Centrafrique : la mutation du groupe parlementaire « cœur uni » en parti politique présidentiel est-elle un gage de réélection en 2021 ?

Selemby doudou bernardL’élection du président de la république au suffrage universel direct a bouleversé la mythique tradition politique centrafricaine. Un candidat indépendant c’est à dire sans parti ni mouvement politique a été élu de façon inédite à la magistrature suprême contrairement aux idées reçues que le locataire du palais de la renaissance est exclusivement l’émanation d’un parti politique.                                                        Bernard Selemby-Doudou@bsd

La notion de rupture qui suppose la reprise des valeurs démocratiques et le bannissement des anciennes pratiques a fasciné les observateurs de la vie politique lors du célèbre discours d’investiture du 30 mars 2016. L’envie et la volonté de bien faire qui animaient le président de la république sont très vite étouffées par le phénomène de la transhumance politique déguisée en alliance ou soutien contre nature d’entre les deux tours des présidentielles.

La transhumance ou le nomadisme politique est la migration des personnalités politiques d’un parti à un autre, d’un groupe parlementaire à un autre ou allié d’un président à un autre et cela à la conquête des intérêts personnels. Ce fléau qui fait la honte de notre démocratie viole le contrat moral et porte atteinte à l’éthique ou morale politique. Ce phénomène est devenu un moyen de se faire une virginité politique ou une reconversion voire une réhabilitation.

Ainsi, les affreuses têtes d’hier se retrouvent dans les sciages du pouvoir aujourd’hui.
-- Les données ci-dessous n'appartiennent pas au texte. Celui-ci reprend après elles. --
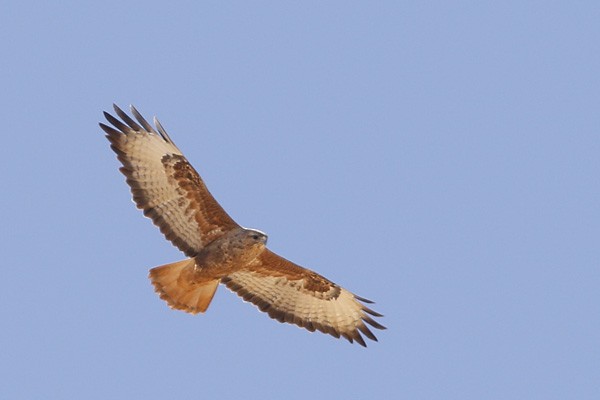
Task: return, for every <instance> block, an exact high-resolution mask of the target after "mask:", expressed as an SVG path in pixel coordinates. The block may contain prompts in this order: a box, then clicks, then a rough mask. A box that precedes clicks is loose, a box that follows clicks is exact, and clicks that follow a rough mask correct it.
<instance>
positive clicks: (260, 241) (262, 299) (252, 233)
mask: <svg viewBox="0 0 600 400" xmlns="http://www.w3.org/2000/svg"><path fill="white" fill-rule="evenodd" d="M114 109H115V112H116V113H117V115H118V116H119V117H120V118H121V120H122V121H120V120H118V119H117V118H115V117H113V116H112V115H110V114H108V113H106V112H105V113H104V115H105V117H106V119H107V121H108V122H109V123H110V124H111V125H112V127H111V126H108V125H105V124H102V123H101V124H100V127H101V128H102V129H103V130H104V131H105V132H106V136H107V138H108V140H109V141H110V143H111V148H112V149H113V150H114V151H115V153H116V154H117V158H118V159H119V161H120V162H121V163H122V164H123V166H122V167H121V169H120V170H121V172H122V173H123V174H124V175H125V177H126V180H127V183H128V184H129V186H130V187H131V193H132V195H133V200H134V202H135V204H136V205H137V207H138V208H140V209H142V210H143V212H144V215H146V216H147V217H149V218H150V219H151V220H152V221H153V222H154V224H155V225H157V226H158V227H159V229H160V231H161V232H162V233H163V234H164V235H165V237H166V238H167V239H168V240H170V241H171V242H172V243H173V244H174V245H175V246H176V247H177V248H178V249H180V250H181V251H182V252H183V253H184V254H185V255H186V256H188V257H189V258H188V259H186V260H183V261H178V262H175V263H171V264H166V265H163V266H160V267H156V268H153V269H152V270H150V276H149V277H150V279H151V281H152V284H153V285H154V287H155V290H156V292H157V293H158V294H159V296H160V297H161V298H162V299H163V300H165V301H166V302H167V304H168V305H169V306H170V307H171V308H174V309H177V310H182V311H185V312H189V313H192V314H197V313H199V312H205V311H206V309H207V308H208V306H209V304H210V302H211V300H212V298H213V296H214V294H215V291H216V289H217V287H218V285H219V283H223V284H225V285H226V286H227V287H228V288H229V289H230V290H232V291H234V292H235V293H237V294H238V295H239V296H240V297H242V298H243V299H244V300H246V301H249V302H251V303H253V304H254V305H256V306H257V307H258V309H259V310H260V311H263V312H266V313H267V314H268V315H269V316H270V317H271V318H274V319H276V320H278V321H280V322H288V323H292V324H296V325H298V326H301V327H303V328H306V329H307V330H309V331H311V332H312V331H315V330H318V331H321V332H323V333H327V334H330V335H332V336H334V337H337V338H339V337H344V338H346V339H347V340H349V341H350V342H351V343H352V342H353V341H356V342H357V343H359V344H361V345H362V346H366V344H365V341H364V339H363V337H362V336H361V334H362V335H364V336H366V337H367V338H369V339H371V340H375V341H376V340H377V339H376V337H375V335H373V333H372V332H371V331H370V330H369V328H368V327H367V324H369V325H371V326H372V327H374V328H377V329H385V327H384V326H382V325H381V324H379V323H378V322H376V321H375V320H374V319H373V318H372V317H381V316H382V315H381V314H378V313H376V312H375V311H373V310H371V309H369V308H368V307H366V306H365V305H364V304H363V303H371V301H369V300H366V299H364V298H361V297H358V296H356V295H354V294H352V293H350V292H348V291H347V290H345V289H344V288H342V287H340V286H338V285H336V284H335V283H333V282H331V281H329V280H328V279H327V278H324V277H323V276H321V275H319V274H317V273H316V272H313V271H311V270H309V269H306V268H303V267H301V266H299V265H296V264H294V263H292V262H291V261H288V260H286V259H285V258H283V257H280V256H278V255H277V254H275V253H273V252H271V251H270V250H268V249H267V248H266V242H267V236H266V235H265V234H264V233H262V232H260V231H257V230H253V229H246V228H243V227H241V226H239V225H238V224H237V223H236V222H235V221H234V220H233V219H232V218H231V217H230V216H229V215H228V214H227V213H226V212H225V210H223V208H222V207H221V206H220V205H219V203H217V201H216V200H215V199H214V198H213V196H212V195H211V194H210V192H209V191H208V189H207V188H206V185H205V184H204V181H203V180H202V178H201V177H200V175H199V174H198V173H197V172H196V170H195V169H194V168H193V167H192V166H191V165H190V163H189V162H188V161H187V159H186V158H185V157H184V155H183V154H182V152H181V151H180V150H179V149H178V148H177V146H176V145H175V144H174V143H173V141H172V140H171V138H170V137H169V135H168V134H167V133H166V131H165V130H164V128H163V127H162V125H161V124H160V123H159V122H158V120H156V119H155V120H154V124H155V125H156V130H155V129H154V128H153V127H152V126H151V125H150V124H149V123H148V122H147V121H146V120H145V119H144V118H143V117H142V116H141V115H140V114H139V113H138V111H137V110H136V109H135V108H134V107H133V106H131V112H132V114H133V115H134V117H135V119H136V120H137V122H136V121H134V120H133V119H132V118H130V117H129V116H128V115H127V114H126V113H125V112H123V111H122V110H121V109H120V108H118V107H117V106H116V105H115V106H114Z"/></svg>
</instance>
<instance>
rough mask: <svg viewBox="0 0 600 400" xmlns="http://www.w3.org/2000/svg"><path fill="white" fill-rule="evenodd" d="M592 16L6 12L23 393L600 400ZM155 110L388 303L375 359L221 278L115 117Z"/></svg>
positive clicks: (465, 398) (599, 208) (6, 325)
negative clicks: (261, 305) (137, 180)
mask: <svg viewBox="0 0 600 400" xmlns="http://www.w3.org/2000/svg"><path fill="white" fill-rule="evenodd" d="M599 21H600V6H599V3H598V2H596V1H589V2H585V1H571V2H542V1H530V2H523V1H506V2H479V1H458V2H449V1H437V2H432V1H411V2H400V1H396V2H383V1H382V2H348V1H344V2H333V1H332V2H322V1H319V2H316V1H315V2H310V1H307V2H283V1H271V2H268V1H262V2H246V1H238V2H222V1H212V2H200V1H193V2H171V3H168V2H123V1H112V2H111V1H105V2H93V3H92V2H81V1H62V2H60V3H59V2H28V1H19V2H17V1H13V2H4V3H3V4H2V6H0V43H1V51H2V53H1V60H2V61H1V74H0V88H1V89H0V103H1V108H0V109H1V111H0V112H1V115H2V138H3V140H2V157H0V167H1V168H2V177H1V179H2V197H1V198H2V200H1V202H2V207H1V211H0V212H1V218H2V230H1V235H2V238H1V239H2V240H1V241H0V250H1V254H2V265H3V266H2V273H3V275H2V291H1V292H0V299H1V301H0V318H1V321H2V323H1V326H2V328H1V329H0V344H1V348H2V350H1V353H2V354H1V356H0V376H1V381H2V382H1V384H0V397H1V398H3V399H33V398H44V399H49V398H57V399H58V398H61V399H119V398H122V399H134V398H140V399H141V398H143V399H165V398H173V399H199V398H202V399H207V398H231V399H234V398H244V399H305V398H322V399H332V398H341V399H366V398H385V399H390V398H396V399H566V398H573V399H598V398H600V383H599V382H600V346H599V342H600V250H599V246H598V244H599V239H600V204H599V202H600V178H599V176H600V174H599V173H600V162H599V155H600V112H599V110H600V108H599V106H600V48H599V46H600V23H599ZM113 102H115V103H117V104H119V105H121V106H123V107H126V106H127V105H128V104H130V103H132V104H135V105H136V107H137V108H138V109H139V110H140V111H141V112H142V113H143V114H144V115H145V116H147V117H148V118H151V117H152V116H154V115H156V116H158V117H159V118H160V120H161V122H162V123H163V125H164V126H165V128H166V129H167V131H168V132H169V133H170V134H171V136H172V138H173V139H174V140H175V142H176V143H177V144H178V146H179V147H180V148H181V149H183V151H184V153H185V154H186V156H187V157H188V159H189V160H190V162H191V163H192V164H193V165H194V166H195V167H196V169H197V170H198V171H199V172H200V174H201V175H202V176H203V178H204V179H205V181H206V182H207V184H208V186H209V188H210V190H211V191H212V192H213V194H214V195H215V197H216V198H217V199H218V201H220V202H221V204H222V205H223V206H224V208H225V209H226V210H228V212H229V213H230V214H231V215H232V216H233V217H234V218H235V219H236V220H237V221H238V222H239V223H240V224H242V225H244V226H248V227H254V228H258V229H261V230H263V231H265V232H267V233H268V234H269V245H270V248H271V249H273V250H274V251H276V252H278V253H280V254H282V255H284V256H285V257H287V258H289V259H291V260H294V261H296V262H297V263H299V264H301V265H304V266H306V267H310V268H312V269H315V270H317V271H319V272H320V273H322V274H323V275H325V276H326V277H328V278H330V279H331V280H333V281H335V282H337V283H339V284H341V285H343V286H344V287H346V288H348V289H349V290H351V291H353V292H355V293H357V294H358V295H361V296H364V297H367V298H370V299H373V300H374V301H376V304H375V305H374V309H375V310H377V311H379V312H381V313H383V314H385V318H383V319H382V322H383V323H384V324H385V325H387V326H388V328H389V329H388V330H386V331H382V332H377V334H378V337H379V343H374V342H370V343H368V344H369V347H368V348H366V349H364V348H362V347H360V346H357V345H350V344H349V343H347V342H345V341H341V340H335V339H333V338H331V337H329V336H326V335H322V334H318V333H313V334H311V333H308V332H306V331H304V330H301V329H299V328H297V327H295V326H291V325H282V324H279V323H277V322H276V321H273V320H271V319H270V318H268V317H267V316H266V315H265V314H262V313H260V312H258V311H257V309H255V308H254V307H253V306H251V305H249V304H246V303H244V302H242V301H241V299H239V298H238V297H237V296H236V295H235V294H233V293H231V292H229V291H228V290H226V289H225V288H224V287H221V288H220V289H219V291H218V292H217V295H216V297H215V299H214V300H213V303H212V305H211V307H210V308H209V310H208V312H207V313H206V314H205V315H199V316H191V315H188V314H185V313H182V312H177V311H172V310H170V309H169V308H168V307H167V306H166V304H165V303H164V302H163V301H162V300H160V299H159V298H158V296H157V295H156V294H155V293H154V292H153V290H152V287H151V285H150V282H149V281H148V279H147V278H146V276H147V273H148V269H149V268H151V267H154V266H157V265H161V264H164V263H169V262H173V261H177V260H180V259H182V258H183V255H182V254H181V253H180V252H179V251H177V250H176V249H175V248H174V247H173V246H171V244H170V243H168V242H167V241H166V240H165V239H164V238H163V237H162V235H161V234H160V232H159V231H158V229H156V228H155V227H154V226H153V225H152V224H151V223H150V221H149V220H147V219H145V218H143V217H142V214H141V212H140V211H139V210H136V209H135V207H134V206H133V204H132V202H131V201H130V194H129V190H128V187H127V186H126V184H125V182H124V178H123V176H122V175H121V174H120V173H119V172H118V171H117V167H118V163H117V160H116V159H115V155H114V154H113V153H112V152H111V151H110V150H109V147H108V142H107V141H106V139H105V138H104V135H103V132H102V131H101V130H100V129H99V128H98V125H97V124H98V122H100V121H101V120H102V119H103V118H102V111H103V110H110V109H111V105H112V103H113Z"/></svg>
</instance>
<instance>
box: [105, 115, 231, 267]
mask: <svg viewBox="0 0 600 400" xmlns="http://www.w3.org/2000/svg"><path fill="white" fill-rule="evenodd" d="M114 109H115V112H116V113H117V115H118V116H119V117H120V118H121V119H122V120H123V122H124V123H123V122H121V121H119V120H118V119H117V118H115V117H113V116H112V115H110V114H108V113H106V112H105V113H104V116H105V117H106V119H107V120H108V122H110V123H111V124H112V125H113V127H114V128H113V127H111V126H108V125H105V124H102V123H101V124H100V127H101V128H102V129H103V130H104V131H105V132H106V137H107V138H108V140H109V141H110V143H111V148H112V149H113V150H114V152H115V153H117V158H118V159H119V161H121V163H122V164H123V167H121V169H120V170H121V172H122V173H123V174H124V175H125V177H126V178H127V183H128V184H129V186H130V187H131V193H132V194H133V201H134V202H135V204H136V205H137V207H138V208H140V209H142V210H143V211H144V215H146V216H147V217H149V218H150V219H152V221H153V222H154V224H155V225H156V226H158V227H159V228H160V231H161V232H162V233H163V234H164V235H165V236H166V238H167V239H168V240H170V241H171V242H172V243H173V244H174V245H175V246H176V247H177V248H179V249H180V250H181V251H183V252H184V253H185V254H186V255H187V256H189V257H193V256H194V255H196V254H197V253H198V251H199V250H200V249H202V247H203V246H204V245H206V244H207V243H209V242H211V241H212V240H214V239H215V238H217V237H219V236H221V235H223V234H224V233H225V232H227V231H229V230H231V229H233V228H235V227H237V226H238V225H237V224H236V223H235V221H234V220H233V219H231V217H230V216H229V215H227V213H226V212H225V210H223V208H222V207H221V206H220V205H219V203H217V201H216V200H215V199H214V198H213V196H212V195H211V194H210V192H209V191H208V189H207V188H206V185H205V184H204V182H203V181H202V178H200V175H198V172H196V170H195V169H194V167H192V166H191V165H190V163H189V162H188V161H187V159H186V158H185V157H184V156H183V154H182V153H181V151H180V150H179V149H178V148H177V146H176V145H175V143H173V141H172V140H171V138H170V137H169V135H167V132H165V130H164V128H163V127H162V125H161V124H160V122H158V120H157V119H156V118H155V119H154V124H155V125H156V129H157V130H158V132H157V131H156V130H155V129H154V128H153V127H152V126H151V125H150V124H149V123H148V122H147V121H146V120H145V119H144V118H143V117H142V116H141V115H140V113H138V111H137V110H136V109H135V108H134V107H133V106H131V113H132V114H133V115H134V117H135V119H136V120H137V122H135V121H134V120H133V119H131V118H130V117H129V116H128V115H127V114H126V113H125V112H123V111H122V110H121V109H120V108H119V107H117V106H116V105H114Z"/></svg>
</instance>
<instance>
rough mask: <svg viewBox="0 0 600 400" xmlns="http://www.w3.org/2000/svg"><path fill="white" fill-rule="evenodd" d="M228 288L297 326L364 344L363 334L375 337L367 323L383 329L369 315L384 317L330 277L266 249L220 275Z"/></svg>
mask: <svg viewBox="0 0 600 400" xmlns="http://www.w3.org/2000/svg"><path fill="white" fill-rule="evenodd" d="M221 282H222V283H224V284H225V285H226V286H227V287H228V288H229V289H230V290H232V291H233V292H235V293H237V294H238V295H239V296H240V297H242V298H243V299H244V300H246V301H249V302H251V303H253V304H254V305H255V306H256V307H258V309H259V310H260V311H263V312H266V313H267V314H268V315H269V316H270V317H271V318H273V319H276V320H277V321H279V322H288V323H291V324H295V325H298V326H300V327H302V328H305V329H307V330H309V331H311V332H314V331H315V330H318V331H321V332H323V333H327V334H329V335H332V336H334V337H336V338H339V337H340V336H342V337H344V338H346V339H347V340H348V341H350V343H352V342H353V341H356V342H357V343H359V344H360V345H362V346H365V347H366V344H365V341H364V339H363V337H362V336H361V333H362V334H363V335H364V336H366V337H368V338H369V339H371V340H374V341H377V338H376V337H375V335H374V334H373V333H372V332H371V331H370V330H369V328H368V327H367V325H366V324H365V323H367V324H369V325H371V326H372V327H374V328H377V329H385V327H384V326H383V325H381V324H379V323H378V322H376V321H375V320H373V318H371V316H373V317H381V316H382V315H381V314H379V313H377V312H375V311H373V310H371V309H369V308H368V307H366V306H365V305H364V304H362V303H361V302H363V303H372V302H371V301H369V300H366V299H363V298H361V297H358V296H356V295H354V294H352V293H350V292H349V291H347V290H346V289H344V288H342V287H340V286H338V285H336V284H335V283H333V282H331V281H329V280H328V279H327V278H325V277H323V276H321V275H319V274H317V273H316V272H313V271H311V270H308V269H306V268H303V267H300V266H299V265H296V264H294V263H292V262H291V261H288V260H286V259H285V258H283V257H280V256H278V255H277V254H275V253H273V252H271V251H270V250H268V249H266V250H265V252H264V253H262V254H261V255H260V256H259V257H258V258H257V259H256V260H255V261H254V262H253V263H251V264H249V265H248V266H247V267H245V268H243V269H241V270H239V271H236V272H234V273H232V274H230V275H228V276H226V277H224V278H222V279H221Z"/></svg>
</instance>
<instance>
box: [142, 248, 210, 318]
mask: <svg viewBox="0 0 600 400" xmlns="http://www.w3.org/2000/svg"><path fill="white" fill-rule="evenodd" d="M195 267H196V263H195V261H194V259H193V258H190V259H187V260H183V261H177V262H174V263H171V264H165V265H162V266H160V267H156V268H152V269H151V270H150V275H149V276H148V277H149V278H150V281H152V284H153V285H154V289H155V291H156V293H158V295H159V296H160V298H161V299H163V300H164V301H166V302H167V304H168V305H169V307H171V308H174V309H176V310H182V311H185V312H188V313H191V314H198V313H203V312H205V311H206V309H207V308H208V306H209V304H210V302H211V300H212V298H213V296H214V295H215V292H216V291H217V287H218V286H219V282H220V280H219V279H213V280H208V281H202V280H198V279H197V275H195V274H194V269H195Z"/></svg>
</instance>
C’est ainsi que ces derniers temps, les agitations de ces transhumants politiques pour la mise en place du nouveau parti présidentiel au détriment d’un sénat constitutionnellement prévu ne sont pas inaperçues et ces tumultueuses agitations relèguent au second plan les priorités du peuple.

Choqué par la souffrance et les errements du peuple qui se pérennisent, le citoyen lambda s’interroge :

  • La création d’un parti politique présidentiel changera-t-il durablement les données de la crise centrafricaine ?
  • Dans la logique des actuelles priorités du peuple où la destitution du gouvernement s’impose, la création de ce parti politique est-elle nécessaire ou utile ?
  • Eu égard aux pléthores des partis politiques proportionnellement à la population, chaque président de la république doit-il créer son parti ?
  • Qu’est-ce qui différencie les projets des uns et des autres ? 
  • A partir de la création du parti politique présidentiel, peut-on désormais envisager le financement des partis politiques sur des fonds publics ?
  • S’agissant des confusions habituelles entre les fonds publics et privés, quels fonds alimenteront ce parti ?
  • Contrairement aux précédentes élections gagnées sans parti politique, pensez-vous que cette nouvelle posture garantira la réélection du président de la république en 2021 ?
  • Quelle est la valeur ajoutée qu’apporteront les transhumants politiques à la nouvelle famille politique présidentielle ?
  • La transhumance ou le nomadisme politique est-il un fléau contre lequel la société doit combattre ou une opportunité pour les politiciens du ventre ?
  • Doit-on légiférer sur le phénomène pour éviter la contagion ?
  • Doit-on rappeler indéfiniment aux autorités que les mêmes causes produisent les mêmes effets ?
  • Par ailleurs, n’oublions pas que le président de la république demeure statutairement le deuxième vice-président du parti KNK, ainsi le parti en gestation sera-t-il le prolongement des idéaux du KNK ?
  • Et si jamais le président fondateur du KNK revenait au pays en faveur d’une hypothétique amnistie, n’y aura t-il pas la guerre de leadership ou la fragilisation, l’émiettement du nouveau parti politique ? 

 

Tant d’interrogations qui taraudent et trottinent dans la tête du président de la république au point de le rendre méfiant. Toutes ces spéculations sont loin des priorités primaires du peuple, malheureusement que les autorités de la république en sont indifférentes et continuent d’entretenir des climats de tensions inutiles entre les institutions républicaines.

Il est important de rappeler que le moment viendra où le peuple redeviendra le maître de son destin et décidera de son avenir conformément aux fondamentaux constitutionnels.

Mais attention, ne le dites à personne. Si on vous demande, ne dites pas que c’est moi.

                                       

Bernard Selemby-Doudou, juriste, administrateur des élections.